Remember one of our earlier blogs where statistics on columns with gradually increasing data would get out of date very fast and need frequent update stats.
Assume SQL Server is being used as a backend for highly OLTP (Transaction based system) and there were around 10K + transactions per second. You thought SQL Server could not handle those or never heard of ;).. So it is here. We were facing issue in our company where there was 10K transactions and only about 7 K or 8 K transactions / second we would have heavy blocking and response time would come down to more than 30 seconds and queries would time out.
To give more background about SQL Server usage and our application it was an ERP system where SQL Server was backend. And we had an audit and permission tables where every user activity is monitored and logged (in case someone deletes it we would want to know how deleted and when was it deleted) and also all deletes were only soft delete, ie. we never deleted data but just updated flag as deleted and would transfer this data asynchronously to a different table during off peak hours.
To enable such auditing we had a table which had column somewhat as below
AuditUserActivity (TimeOfActivity DateTime, UserID int, TypeOfAction varchar(10), Action Varchar(10), MachineIP varchar(10))
And there was a clustered index in TimeOfActivity.
Definition of Clustered Index was Create Clustered Index ClustActivity on AuditUserActivity(TimeOFActivity)
And from this table there were no reads only inserts or deletes. At end of every Quarter this data would be removed from table.
All of a sudden one fine day I got a call saying SQL Server CPU utilization is more than normal and also heavy blocking at same time. I initial thought may be I had a wrong problem description as till date I always believed that if there is heavy blocking on server, CPU would be lower as all threads would be in sleep state while blocked.
And soon all my understanding was to be shattered when I ran our beloved SQL command “Select * from Sysprocesses where blocked <> 0 and SPID <> Blocked”.
Earlier I used to only “Select * from Sysprocesses where blocked <> 0” but post SP4 SQL Server 2000 provides latch information as well, to filter I modified as above. Refer this link for self blocking or latch information in SP4 (http://support.microsoft.com/kb/906344)
Lo behold, see below what I have got.. take a moment and observe below results do you find anything odd there..
There is lot of stuff here that initially did not make sense to me.
See SPID being Blocked like 55 is blocked by 159 and 234 is again blocked by 159. Is 159 culprit or head blocker , no it is not see just down below we have even have 224, 232, 201, 60 and there are lot of head blockers and each of head blocker is not head for more than couple of seconds. It was like there are lot of head blockers each was only blocking for couple of second. So conclusion there is no one big bad statement executed from one session that is blocking this.
See WaitType Columns and LastWaitType columns both are PageLatch_Ex which is quite odd. That means all of the sessions are trying to hold of that page only and no other page in that entire database. Notice Wait Resource 19 Database , 4th File and 1980641 what is so important about that page that every session wants to read / write there.

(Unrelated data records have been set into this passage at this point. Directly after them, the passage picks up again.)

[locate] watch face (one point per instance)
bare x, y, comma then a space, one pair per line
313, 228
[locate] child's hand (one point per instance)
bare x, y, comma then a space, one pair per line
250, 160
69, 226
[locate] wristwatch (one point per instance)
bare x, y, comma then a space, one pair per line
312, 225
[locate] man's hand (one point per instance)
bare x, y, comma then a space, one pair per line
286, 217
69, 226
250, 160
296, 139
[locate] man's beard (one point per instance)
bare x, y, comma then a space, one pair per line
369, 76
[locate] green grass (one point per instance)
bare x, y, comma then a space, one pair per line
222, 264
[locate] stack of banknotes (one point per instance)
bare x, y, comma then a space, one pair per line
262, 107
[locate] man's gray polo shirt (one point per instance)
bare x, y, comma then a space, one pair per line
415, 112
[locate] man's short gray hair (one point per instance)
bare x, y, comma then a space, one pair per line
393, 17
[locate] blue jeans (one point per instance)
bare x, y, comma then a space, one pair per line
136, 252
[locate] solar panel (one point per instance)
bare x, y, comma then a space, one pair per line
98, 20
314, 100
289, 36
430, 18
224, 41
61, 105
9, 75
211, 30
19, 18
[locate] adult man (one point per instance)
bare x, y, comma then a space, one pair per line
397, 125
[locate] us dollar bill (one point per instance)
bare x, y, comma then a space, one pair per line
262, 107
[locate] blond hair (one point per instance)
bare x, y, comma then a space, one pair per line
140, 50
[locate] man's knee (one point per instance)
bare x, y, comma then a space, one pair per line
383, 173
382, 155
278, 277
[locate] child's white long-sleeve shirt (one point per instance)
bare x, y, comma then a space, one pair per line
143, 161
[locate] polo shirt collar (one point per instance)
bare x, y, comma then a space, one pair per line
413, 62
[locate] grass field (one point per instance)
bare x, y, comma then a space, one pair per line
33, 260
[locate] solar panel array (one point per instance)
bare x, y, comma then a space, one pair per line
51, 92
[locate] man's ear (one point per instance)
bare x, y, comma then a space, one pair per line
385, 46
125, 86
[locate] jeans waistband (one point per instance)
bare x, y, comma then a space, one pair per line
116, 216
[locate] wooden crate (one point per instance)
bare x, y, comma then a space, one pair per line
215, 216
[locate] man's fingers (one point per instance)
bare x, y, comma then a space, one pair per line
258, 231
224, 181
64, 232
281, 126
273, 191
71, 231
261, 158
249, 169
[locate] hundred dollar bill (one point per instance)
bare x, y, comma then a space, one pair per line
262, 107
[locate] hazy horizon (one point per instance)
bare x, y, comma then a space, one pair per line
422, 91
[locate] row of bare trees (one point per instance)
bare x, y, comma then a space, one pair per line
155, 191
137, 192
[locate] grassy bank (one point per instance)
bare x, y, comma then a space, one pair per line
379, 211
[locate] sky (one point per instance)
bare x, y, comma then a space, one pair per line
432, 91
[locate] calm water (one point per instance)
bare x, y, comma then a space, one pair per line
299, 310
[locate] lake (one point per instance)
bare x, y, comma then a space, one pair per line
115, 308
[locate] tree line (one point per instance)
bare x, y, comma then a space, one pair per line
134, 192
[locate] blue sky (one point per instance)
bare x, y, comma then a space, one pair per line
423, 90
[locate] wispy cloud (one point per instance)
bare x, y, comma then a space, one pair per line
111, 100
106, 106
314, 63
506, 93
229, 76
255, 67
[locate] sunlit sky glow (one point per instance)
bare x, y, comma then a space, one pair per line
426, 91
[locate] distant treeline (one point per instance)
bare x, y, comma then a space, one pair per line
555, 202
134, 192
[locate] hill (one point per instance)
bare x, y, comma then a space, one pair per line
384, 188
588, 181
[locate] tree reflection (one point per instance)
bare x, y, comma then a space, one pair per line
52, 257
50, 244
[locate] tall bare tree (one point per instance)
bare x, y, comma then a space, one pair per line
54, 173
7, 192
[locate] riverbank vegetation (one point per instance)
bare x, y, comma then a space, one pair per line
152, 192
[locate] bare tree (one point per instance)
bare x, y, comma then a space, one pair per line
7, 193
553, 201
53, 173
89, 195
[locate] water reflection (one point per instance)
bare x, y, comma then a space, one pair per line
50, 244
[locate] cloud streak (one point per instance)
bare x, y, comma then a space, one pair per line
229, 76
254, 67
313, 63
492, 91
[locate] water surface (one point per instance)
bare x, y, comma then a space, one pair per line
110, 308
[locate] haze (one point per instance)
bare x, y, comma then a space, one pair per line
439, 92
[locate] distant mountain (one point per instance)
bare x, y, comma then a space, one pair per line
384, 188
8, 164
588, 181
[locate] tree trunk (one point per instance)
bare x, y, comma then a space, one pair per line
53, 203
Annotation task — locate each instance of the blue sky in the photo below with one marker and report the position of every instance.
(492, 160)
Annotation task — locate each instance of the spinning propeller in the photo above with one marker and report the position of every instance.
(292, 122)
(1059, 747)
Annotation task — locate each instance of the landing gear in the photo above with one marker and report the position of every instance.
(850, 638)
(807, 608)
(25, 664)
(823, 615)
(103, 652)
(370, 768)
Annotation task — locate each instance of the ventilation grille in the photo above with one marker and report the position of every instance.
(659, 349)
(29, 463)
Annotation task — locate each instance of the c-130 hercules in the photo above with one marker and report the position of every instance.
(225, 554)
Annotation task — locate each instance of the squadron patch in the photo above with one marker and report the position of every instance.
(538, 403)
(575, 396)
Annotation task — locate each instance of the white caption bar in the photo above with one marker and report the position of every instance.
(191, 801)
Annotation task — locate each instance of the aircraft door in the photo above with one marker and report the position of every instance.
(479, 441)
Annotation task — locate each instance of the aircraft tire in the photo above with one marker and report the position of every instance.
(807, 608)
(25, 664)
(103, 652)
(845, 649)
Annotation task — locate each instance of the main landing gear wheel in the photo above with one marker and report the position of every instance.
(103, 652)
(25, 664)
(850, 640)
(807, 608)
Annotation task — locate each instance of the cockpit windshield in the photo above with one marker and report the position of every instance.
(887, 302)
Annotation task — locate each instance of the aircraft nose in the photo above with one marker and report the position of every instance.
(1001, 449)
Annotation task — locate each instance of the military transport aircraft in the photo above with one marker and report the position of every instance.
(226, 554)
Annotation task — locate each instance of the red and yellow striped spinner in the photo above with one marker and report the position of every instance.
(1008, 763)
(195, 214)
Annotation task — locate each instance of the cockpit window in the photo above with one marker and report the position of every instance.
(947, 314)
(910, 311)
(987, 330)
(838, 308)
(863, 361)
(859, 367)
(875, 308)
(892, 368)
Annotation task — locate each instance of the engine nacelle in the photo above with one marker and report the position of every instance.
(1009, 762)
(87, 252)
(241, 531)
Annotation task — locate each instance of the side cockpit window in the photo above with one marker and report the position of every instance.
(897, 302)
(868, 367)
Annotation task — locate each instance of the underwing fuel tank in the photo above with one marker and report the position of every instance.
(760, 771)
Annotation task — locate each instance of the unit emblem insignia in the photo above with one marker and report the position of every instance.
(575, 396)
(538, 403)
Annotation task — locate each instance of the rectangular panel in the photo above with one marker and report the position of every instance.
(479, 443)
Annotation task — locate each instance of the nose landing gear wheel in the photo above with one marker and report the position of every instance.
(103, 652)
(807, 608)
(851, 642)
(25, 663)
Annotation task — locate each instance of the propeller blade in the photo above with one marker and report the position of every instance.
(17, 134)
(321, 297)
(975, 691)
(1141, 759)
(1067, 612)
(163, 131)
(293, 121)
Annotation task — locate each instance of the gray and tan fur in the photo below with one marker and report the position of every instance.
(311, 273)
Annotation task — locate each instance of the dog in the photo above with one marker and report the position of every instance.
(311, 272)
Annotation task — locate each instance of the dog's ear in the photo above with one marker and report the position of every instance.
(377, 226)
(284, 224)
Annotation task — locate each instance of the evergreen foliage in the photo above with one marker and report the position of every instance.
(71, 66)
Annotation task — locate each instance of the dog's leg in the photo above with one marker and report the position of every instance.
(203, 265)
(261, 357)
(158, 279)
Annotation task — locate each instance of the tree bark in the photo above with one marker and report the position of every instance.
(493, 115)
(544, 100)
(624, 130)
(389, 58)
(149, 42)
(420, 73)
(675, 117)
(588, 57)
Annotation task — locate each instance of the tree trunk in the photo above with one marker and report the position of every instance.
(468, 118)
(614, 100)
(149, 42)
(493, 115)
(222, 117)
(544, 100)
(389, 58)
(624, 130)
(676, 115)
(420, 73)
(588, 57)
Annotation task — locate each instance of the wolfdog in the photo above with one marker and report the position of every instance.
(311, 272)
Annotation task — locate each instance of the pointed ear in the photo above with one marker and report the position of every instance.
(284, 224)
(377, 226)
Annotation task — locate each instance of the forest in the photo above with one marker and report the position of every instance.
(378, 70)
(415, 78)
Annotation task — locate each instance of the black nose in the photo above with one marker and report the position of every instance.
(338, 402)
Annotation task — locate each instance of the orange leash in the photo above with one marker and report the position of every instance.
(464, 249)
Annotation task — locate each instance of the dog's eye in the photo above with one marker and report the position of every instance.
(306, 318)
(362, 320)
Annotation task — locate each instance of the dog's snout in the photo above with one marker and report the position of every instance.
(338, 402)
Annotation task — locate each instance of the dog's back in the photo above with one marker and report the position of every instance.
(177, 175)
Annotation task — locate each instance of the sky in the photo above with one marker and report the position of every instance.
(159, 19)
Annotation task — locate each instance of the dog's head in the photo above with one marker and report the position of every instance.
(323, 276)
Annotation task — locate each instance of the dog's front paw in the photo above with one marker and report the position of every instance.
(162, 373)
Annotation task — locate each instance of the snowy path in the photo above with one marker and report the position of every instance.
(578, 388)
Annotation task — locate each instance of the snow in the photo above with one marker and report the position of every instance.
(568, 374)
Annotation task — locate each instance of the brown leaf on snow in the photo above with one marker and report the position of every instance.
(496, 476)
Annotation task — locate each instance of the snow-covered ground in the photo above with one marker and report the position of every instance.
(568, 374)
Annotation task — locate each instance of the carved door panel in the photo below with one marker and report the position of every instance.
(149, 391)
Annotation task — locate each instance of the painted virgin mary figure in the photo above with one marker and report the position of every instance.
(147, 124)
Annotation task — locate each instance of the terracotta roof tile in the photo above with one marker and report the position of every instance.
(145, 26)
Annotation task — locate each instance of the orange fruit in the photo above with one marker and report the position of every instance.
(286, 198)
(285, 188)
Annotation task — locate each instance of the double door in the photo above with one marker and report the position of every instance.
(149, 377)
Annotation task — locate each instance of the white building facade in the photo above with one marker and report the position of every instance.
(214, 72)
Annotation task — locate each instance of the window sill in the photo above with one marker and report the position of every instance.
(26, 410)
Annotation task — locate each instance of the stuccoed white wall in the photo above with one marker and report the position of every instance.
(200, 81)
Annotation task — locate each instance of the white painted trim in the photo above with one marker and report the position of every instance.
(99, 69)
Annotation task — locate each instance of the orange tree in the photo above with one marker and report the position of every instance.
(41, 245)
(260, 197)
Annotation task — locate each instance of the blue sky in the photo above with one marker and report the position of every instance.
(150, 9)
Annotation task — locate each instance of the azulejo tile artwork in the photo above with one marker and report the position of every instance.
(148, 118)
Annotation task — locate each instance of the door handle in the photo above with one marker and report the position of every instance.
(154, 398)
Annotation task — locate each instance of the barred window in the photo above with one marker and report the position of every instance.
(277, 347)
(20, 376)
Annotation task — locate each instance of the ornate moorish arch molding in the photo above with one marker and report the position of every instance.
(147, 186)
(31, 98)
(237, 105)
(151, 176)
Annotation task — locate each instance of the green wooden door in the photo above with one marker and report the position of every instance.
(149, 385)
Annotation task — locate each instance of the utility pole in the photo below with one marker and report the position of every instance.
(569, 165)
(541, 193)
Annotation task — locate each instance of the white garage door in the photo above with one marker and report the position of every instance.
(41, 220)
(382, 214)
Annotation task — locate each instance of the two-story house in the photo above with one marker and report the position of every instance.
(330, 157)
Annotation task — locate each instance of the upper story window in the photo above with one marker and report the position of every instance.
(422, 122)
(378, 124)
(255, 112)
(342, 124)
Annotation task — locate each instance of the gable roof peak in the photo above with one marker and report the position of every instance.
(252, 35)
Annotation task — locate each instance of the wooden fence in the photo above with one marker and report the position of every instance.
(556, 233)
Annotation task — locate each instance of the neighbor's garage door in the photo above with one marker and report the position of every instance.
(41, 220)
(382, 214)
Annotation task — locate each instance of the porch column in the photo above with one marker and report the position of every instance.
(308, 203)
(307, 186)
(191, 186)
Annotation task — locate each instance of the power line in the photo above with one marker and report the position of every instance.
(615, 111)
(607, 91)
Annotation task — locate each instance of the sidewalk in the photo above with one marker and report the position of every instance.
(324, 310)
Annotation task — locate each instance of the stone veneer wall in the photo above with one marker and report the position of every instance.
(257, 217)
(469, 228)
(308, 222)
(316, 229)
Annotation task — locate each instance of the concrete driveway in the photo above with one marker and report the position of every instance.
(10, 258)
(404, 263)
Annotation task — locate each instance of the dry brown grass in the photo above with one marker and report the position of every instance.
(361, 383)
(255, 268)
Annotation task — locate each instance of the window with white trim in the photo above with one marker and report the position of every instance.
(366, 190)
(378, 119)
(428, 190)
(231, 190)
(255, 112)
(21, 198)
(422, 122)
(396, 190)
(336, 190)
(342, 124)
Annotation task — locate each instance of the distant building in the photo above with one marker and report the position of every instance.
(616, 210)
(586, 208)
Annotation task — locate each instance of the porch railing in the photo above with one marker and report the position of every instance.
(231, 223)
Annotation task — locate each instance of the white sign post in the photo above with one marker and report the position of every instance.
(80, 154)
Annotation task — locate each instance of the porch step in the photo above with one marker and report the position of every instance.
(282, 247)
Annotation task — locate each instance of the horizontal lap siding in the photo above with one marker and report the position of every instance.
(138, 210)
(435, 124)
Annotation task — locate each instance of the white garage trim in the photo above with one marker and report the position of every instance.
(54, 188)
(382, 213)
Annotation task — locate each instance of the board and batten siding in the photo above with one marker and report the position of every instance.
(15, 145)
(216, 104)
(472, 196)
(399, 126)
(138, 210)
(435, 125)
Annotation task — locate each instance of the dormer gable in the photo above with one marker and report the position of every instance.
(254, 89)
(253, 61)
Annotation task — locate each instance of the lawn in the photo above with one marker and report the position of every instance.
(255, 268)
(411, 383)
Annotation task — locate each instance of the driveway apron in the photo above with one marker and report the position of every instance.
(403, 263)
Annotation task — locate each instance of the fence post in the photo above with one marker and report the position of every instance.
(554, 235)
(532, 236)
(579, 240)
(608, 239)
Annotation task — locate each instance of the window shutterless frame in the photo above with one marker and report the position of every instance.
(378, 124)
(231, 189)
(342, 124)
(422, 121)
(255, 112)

Finally see type, it is either insert or rollback transactions. So, for all inserts type may be they still waiting to insert or those in rollback type have timedout and all rolling their transaction back.
To understand waittypes, refer this KB (http://support.microsoft.com/kb/822101) or get this from here (http://www.sqlmag.com/Articles/Index.cfm?ArticleID=40925). from KB PageLatch_EX means a Buff Latch and below is excerpt from KB
“The buffer latches are used to synchronize access to BUF structures and their associated database pages. The typical buffer latching occurs during operations that require serialization on a buffer page, (during a page split or during the allocation of a new page, for example). These latches are not held for the duration of a transaction.” And from SQLMag link
“Page latch exclusive:Contention can be caused by issues other than IO or memory performance, for example, heavy concurrent inserts into the same index range can cause this type of contention. If a lot of inserts need to be placed on the same page they are serialized using the latch. A lot of inserts into the same range can also cause page splits in the index which will hold onto the latch while allocating a new page (this can take a while). Any read accesses to the same range as the inserts would also conflict on the latches. The solution in these cases is to distribute the inserts using a more appropriate”
Marked red line is interesting enough.. So we went ahead read trying to get input buffer for each statement that was blocked or blocking and all of them were running same insert statement sample as below..
Insert into AuditUserActivity (getdate(),@UserID, @ActionType, @Action,@IP)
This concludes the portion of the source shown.